Notre travail est d’aider à bien comprendre l’islam, donc notre livre de 1 200 pages seulement fait la somme, que nous avons voulue très objective, de l’essentiel en rassemblant les idées : le Coran, en effet, classe les sourates de la plus longue à la plus courte (pourquoi ?) et énonce des préceptes contradictoires ou confus.

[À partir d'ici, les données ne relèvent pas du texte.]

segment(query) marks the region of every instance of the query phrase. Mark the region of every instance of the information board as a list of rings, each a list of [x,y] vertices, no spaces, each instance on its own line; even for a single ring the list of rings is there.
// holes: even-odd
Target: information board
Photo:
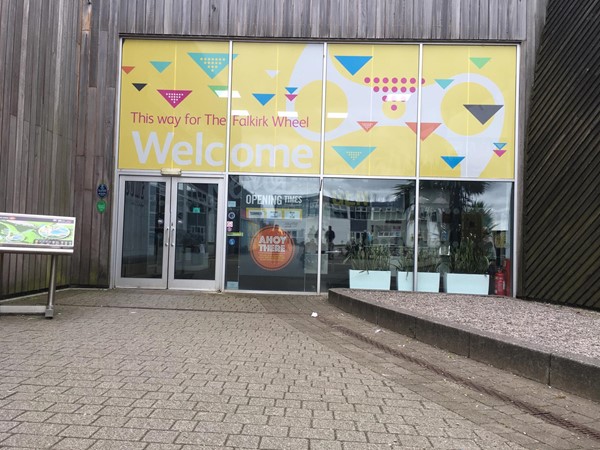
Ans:
[[[0,212],[0,251],[73,253],[75,217]]]

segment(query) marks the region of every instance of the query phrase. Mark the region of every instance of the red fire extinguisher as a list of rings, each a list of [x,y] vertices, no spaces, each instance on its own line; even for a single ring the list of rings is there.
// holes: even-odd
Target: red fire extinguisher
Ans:
[[[498,272],[496,272],[496,295],[505,295],[505,285],[504,285],[504,271],[502,267],[498,268]]]

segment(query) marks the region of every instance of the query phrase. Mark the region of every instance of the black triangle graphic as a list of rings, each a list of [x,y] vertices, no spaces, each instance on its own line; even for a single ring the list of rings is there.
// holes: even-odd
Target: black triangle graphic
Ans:
[[[494,117],[504,105],[464,105],[467,110],[473,114],[481,125],[484,125],[488,120]]]
[[[148,86],[148,83],[131,83],[131,84],[133,84],[133,87],[135,87],[138,91],[141,91],[146,86]]]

Dieu seul comprend ! En ânonner à l’école n’arrange rien et décourage de nos jours la foi et la pratique, ce que nous ne souhaitons surtout pas !
Oui, nous avons écrit en arabe (puis traduit en français) et après une longue période de refus, nous sommes lus, surtout en Égypte où se réveillent les consciences depuis 2011. La liberté d’expression n’est pas totale, mais le gouvernement a besoin de notre pensée (dans la période moghole, la tradition que je dirais « démocratique » était de questionner librement l’imam). Surtout, notre livre fait aimer le Prophète, c’est un homme bon ! Nous avons aussi publié Ce que le Coran ne dit pas et Penser le Coran pour que les musulmans ne pensent plus que le Coran est tombé tout prêt d’un seul coup.

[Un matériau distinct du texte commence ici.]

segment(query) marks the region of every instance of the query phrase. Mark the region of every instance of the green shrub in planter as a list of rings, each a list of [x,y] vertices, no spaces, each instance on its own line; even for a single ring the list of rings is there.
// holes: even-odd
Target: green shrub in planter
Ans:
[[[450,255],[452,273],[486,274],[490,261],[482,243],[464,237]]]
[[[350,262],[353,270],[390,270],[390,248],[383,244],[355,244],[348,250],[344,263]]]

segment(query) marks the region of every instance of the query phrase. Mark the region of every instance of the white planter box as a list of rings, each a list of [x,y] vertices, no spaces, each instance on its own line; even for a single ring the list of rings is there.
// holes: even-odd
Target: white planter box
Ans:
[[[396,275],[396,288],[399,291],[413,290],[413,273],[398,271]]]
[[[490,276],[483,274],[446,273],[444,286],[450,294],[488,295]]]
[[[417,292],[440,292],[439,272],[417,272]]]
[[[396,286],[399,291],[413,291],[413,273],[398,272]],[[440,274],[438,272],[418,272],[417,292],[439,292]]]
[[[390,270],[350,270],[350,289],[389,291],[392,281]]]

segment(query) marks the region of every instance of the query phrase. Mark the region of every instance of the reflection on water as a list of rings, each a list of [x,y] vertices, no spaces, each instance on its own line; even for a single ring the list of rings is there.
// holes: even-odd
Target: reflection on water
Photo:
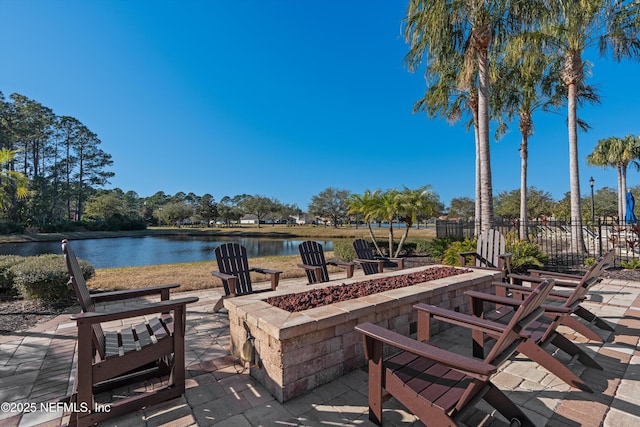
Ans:
[[[256,237],[146,236],[112,239],[74,240],[73,250],[79,258],[96,268],[130,267],[155,264],[213,260],[214,249],[222,243],[237,242],[247,248],[247,256],[294,255],[303,240]],[[333,242],[320,241],[327,251]],[[61,254],[60,242],[2,243],[0,255],[32,256]]]

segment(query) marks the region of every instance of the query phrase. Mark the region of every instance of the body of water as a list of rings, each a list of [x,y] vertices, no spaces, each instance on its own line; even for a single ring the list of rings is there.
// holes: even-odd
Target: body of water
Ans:
[[[226,242],[236,242],[247,248],[247,256],[279,256],[298,254],[303,240],[257,237],[221,238],[196,236],[115,237],[74,240],[71,246],[78,258],[95,268],[132,267],[157,264],[176,264],[192,261],[213,261],[214,249]],[[326,251],[333,250],[333,242],[320,243]],[[62,254],[59,241],[2,243],[0,255],[33,256]]]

Chez les chrétiens, il y a une hiérarchie et le Fils est soumis au Père. Un des traits de l’islam est la fraternité. Cela explique-t-il une absence de hiérarchie dans la religion ?
Certes, il n’y a pas ce type de clergé. C’est pourquoi la France demande à tort la création d’une autorité des musulmans vivant en France. La soumission est à Dieu seul. Mais il y a des muftis à peu près dans chaque pays, pas au niveau mondial.
Les atrocités de Daech choquent-elles le monde musulman ? Donc secoueraient-elles le tabou ?
Il y a plusieurs réponses possibles :
La décapitation au sabre n’est peut-être pas plus « immorale » que les bombardements. Du reste Daech a cessé ces méthodes spectaculaires.
Certains pensent que ces atrocités ne sont pas vraies, comme certains qu’on n’a pas marché sur la Lune !
Les sunnites sympathisent avec Daech pour lutter contre l’ingérence étrangère. Qui a donné naissance à Daech. Et il y a tellement de schismes (le Prophète l’avait prédit avant sa mort) qu’il est difficile d’affirmer que les choses pourraient s’arranger. Surtout que notre époque déstabilisée entraîne à chercher des certitudes, un soutien dans la foi mais pas forcément de la bonne façon.
Emile H. Malet : Retenons de notre rencontre la nécessité de douter et d’adapter les textes au monde d’aujourd’hui avec son héritage philosophique et psychanalytique… Merci pour cet appel à la sagesse.